In order to do this, run a long read SV caller which will output readnames with the SV calls. Examples include Sniffles https://github.com/fritzsedlazeck/Sniffles or pbsv https://github.com/PacificBiosciences/pbsv but any caller can be used. In order to make the variant caller bedpe compatible with the resolution code, ensure that columns are: CHR1, POS1, POS2, CHR2, POS3, POS4, ID, QUAL, STRAND1, STRAND2, REF, TYPE, FILTER, INFO, GT:DR:DV, INFO2. This is the default output from Sniffles.

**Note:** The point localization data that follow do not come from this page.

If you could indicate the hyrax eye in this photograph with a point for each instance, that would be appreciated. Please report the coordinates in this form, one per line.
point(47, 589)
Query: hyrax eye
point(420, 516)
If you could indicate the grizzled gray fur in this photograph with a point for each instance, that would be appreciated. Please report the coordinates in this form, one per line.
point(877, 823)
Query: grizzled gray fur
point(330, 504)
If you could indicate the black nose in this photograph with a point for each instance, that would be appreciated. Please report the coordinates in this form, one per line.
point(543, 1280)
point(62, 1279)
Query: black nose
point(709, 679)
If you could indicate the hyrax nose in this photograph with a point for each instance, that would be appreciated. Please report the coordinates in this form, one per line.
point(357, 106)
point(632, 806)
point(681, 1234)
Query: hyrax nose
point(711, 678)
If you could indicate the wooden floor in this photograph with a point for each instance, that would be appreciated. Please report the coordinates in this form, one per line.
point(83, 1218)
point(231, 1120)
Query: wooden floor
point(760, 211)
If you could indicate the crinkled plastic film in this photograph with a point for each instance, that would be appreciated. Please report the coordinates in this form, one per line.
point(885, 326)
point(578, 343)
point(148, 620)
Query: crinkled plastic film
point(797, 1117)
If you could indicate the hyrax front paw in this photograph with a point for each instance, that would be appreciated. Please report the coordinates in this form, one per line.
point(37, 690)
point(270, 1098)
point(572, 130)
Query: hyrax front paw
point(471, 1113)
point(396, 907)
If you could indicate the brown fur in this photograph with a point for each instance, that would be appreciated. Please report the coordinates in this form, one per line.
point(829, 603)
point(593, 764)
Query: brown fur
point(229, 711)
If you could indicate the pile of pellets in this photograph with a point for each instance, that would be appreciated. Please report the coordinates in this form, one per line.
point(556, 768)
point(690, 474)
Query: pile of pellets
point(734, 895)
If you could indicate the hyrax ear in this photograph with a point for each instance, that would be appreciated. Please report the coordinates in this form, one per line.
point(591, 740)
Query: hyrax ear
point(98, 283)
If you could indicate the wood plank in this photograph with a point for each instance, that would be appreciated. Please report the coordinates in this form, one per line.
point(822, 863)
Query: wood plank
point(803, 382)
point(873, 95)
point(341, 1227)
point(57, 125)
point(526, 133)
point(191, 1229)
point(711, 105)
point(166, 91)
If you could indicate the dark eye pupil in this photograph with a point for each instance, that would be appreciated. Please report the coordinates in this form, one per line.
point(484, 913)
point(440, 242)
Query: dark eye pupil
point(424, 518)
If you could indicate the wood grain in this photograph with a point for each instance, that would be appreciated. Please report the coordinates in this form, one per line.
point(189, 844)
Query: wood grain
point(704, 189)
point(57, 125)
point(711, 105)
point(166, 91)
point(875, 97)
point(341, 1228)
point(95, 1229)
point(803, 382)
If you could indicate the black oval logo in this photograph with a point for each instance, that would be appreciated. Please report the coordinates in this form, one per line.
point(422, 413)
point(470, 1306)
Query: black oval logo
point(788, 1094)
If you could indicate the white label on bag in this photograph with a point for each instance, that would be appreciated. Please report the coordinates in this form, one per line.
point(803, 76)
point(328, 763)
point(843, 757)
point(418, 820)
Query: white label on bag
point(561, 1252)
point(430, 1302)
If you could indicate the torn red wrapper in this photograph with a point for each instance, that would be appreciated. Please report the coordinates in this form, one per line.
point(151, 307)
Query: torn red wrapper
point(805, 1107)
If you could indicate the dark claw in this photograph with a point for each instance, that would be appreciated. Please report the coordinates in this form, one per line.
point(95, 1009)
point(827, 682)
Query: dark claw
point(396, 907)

Files needed in order run this code are:
1) haplotagged bam file - output from whatshap haplotag 2) bedpe file - structural variants called across all chromosomes not just chromosome of interest (used to determine baseline SV rate) 3) heterozygous snps file - vcf file used to for phasing by whatshap. The column format should match strelka2 and header should be removed 4) txt file of all read names for haplotype 1, haplotype 2 and the unresolved reads 5) a tab seperated file of haplotype 2 reads with 3 columns: readname, chr, start_position 6) a tab seperated file of haplotype 2 reads with 3 columns: readname, chr, start_position 7) whathap block information - output from whatshap stat 8) phasing haplotype blocks file - information about features of blocks produced by peters code with 7 columns: Haplotype, Number_SNPs, ave_VAF_block1, ave_depth_block1, ave_depth_block2 9) phased VCF file - phased variants produced by whatshap 10) region of loh file with 3 columns: chr start end
With these files you can run CTResolveLowDensity.py. It assumes that there are equal copies of the chromothrpitic and wild-type chromosome. Parameters include:
python CTResolveHighDensity.py \ --chromosome
\ --bam <path to haplotagged bamfile (1) > \ --bedpe <path to SV bedpe (2) > \ --heterozygousSnps <path to snps used for phasing (3)> \ --readnames <path to readnames list (4) > \ --haplotype1_reads <readnames pos chr haplotype1 (5) > \ --haplotype2_reads <readnames pos chr haplotype1 (6) > \ --haplotype_blocks <path to the haplotype blocks produced by whatshap stats (7) > \ --phased_haplotype_blocks <path to the phased haplotype blocks produced by code in haplotype phasing directory (8)> \ --phased_vcf <phased variants produced by whatshap (9) > \ --loh_regions <path to loh file (10) > \ --outputdir \
ChomoDethripsis will produce a bam file for each haplotype. From this conventional assembly methods can be ultilised. It is important to remember that resolution of complex strucutral variation will require manual checking of results to ensure main features of chromothrpisis have been accurately reconstructed. If using Hi-C to subsequently scaffold the initial assembly, run the Hi-C resoltion script in HapFunc.